Dead is my lord and my friend!
My friend in the season of famine,
My friend in the time of drought,
My friend in my poverty,
My friend in the rain and the wind,
My friend in the heat and the sun,
My friend in the cold from the mountain,
My friend in the storm,
My friend in the calm,
My friend in the eight seas.
Alas! alas! gone is my friend,
And no more will return!’
Dead chiefs sat in state until they gave out an ill odour. Then their
bodies were wrapped in mats, put into canoe-shaped boxes along
with their meris, and deposited on stages nine feet high, or
suspended from trees in the neighbourhood of villages, or interred
within the houses where they died. Here, after daylight, for many
weeks the nearest relatives regularly bewailed their death with
mournful cries. Persons tapued from touching the dead were now
made clean. Carved wooden ornaments, or rude human images
twenty or forty feet high, not unlike Hindoo idols, were erected on the
spots where the bodies were deposited. Mourning head dresses
made of dark feathers were worn; some mourners clipped half their
hair short, and people talked of the dead as if they were alive.
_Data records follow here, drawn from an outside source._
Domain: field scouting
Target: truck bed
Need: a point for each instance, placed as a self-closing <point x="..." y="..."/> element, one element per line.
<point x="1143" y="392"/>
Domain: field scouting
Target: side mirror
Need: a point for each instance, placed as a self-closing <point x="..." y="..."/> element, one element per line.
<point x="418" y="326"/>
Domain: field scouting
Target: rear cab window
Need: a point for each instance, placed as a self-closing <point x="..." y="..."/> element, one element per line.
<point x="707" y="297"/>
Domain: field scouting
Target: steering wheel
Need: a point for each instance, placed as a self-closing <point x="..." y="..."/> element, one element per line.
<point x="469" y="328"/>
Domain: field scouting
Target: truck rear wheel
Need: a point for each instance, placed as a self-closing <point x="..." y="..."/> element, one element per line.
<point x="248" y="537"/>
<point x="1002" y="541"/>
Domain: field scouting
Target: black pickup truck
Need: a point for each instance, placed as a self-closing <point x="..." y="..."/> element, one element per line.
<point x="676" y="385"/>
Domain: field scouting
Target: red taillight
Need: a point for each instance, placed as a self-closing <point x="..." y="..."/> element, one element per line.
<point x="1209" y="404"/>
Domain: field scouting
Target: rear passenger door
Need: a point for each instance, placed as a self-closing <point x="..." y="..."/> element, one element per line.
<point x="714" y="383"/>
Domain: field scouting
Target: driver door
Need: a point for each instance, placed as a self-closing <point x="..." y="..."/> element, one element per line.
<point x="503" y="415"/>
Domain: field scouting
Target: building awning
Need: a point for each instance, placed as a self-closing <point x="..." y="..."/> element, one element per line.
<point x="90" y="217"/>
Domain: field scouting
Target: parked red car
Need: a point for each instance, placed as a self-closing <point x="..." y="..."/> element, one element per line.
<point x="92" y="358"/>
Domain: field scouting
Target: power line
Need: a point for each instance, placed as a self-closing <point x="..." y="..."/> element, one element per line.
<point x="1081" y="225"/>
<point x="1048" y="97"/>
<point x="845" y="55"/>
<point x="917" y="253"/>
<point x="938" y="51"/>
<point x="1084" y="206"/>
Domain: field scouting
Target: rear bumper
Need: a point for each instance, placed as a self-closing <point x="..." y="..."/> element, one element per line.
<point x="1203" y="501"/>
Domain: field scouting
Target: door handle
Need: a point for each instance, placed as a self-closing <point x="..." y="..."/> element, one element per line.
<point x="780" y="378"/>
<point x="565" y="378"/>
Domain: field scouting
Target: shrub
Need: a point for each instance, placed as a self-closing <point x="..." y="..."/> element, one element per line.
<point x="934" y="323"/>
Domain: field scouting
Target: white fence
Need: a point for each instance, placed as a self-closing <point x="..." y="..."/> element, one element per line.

The bodies were permitted to remain about half a year on the
stages, or in the earth, after which the bones were scraped clean,
placed in boxes or mats, and secretly deposited by priests in
sepulchres, on hill tops, in forests, or in caves. The meris and
valuable property of chiefs were now received by their heirs. To
witness this ceremony of the removal of bones neighbouring tribes
were invited to feasts, called the hahunga; and for several
successive years afterwards hahungas were given in honour of the
dead, on which occasions skulls and preserved heads of chiefs were
brought from sepulchres, and adorned with mats, flowers, and
feathers. Speeches and laments delivered at hahungas kept chiefs’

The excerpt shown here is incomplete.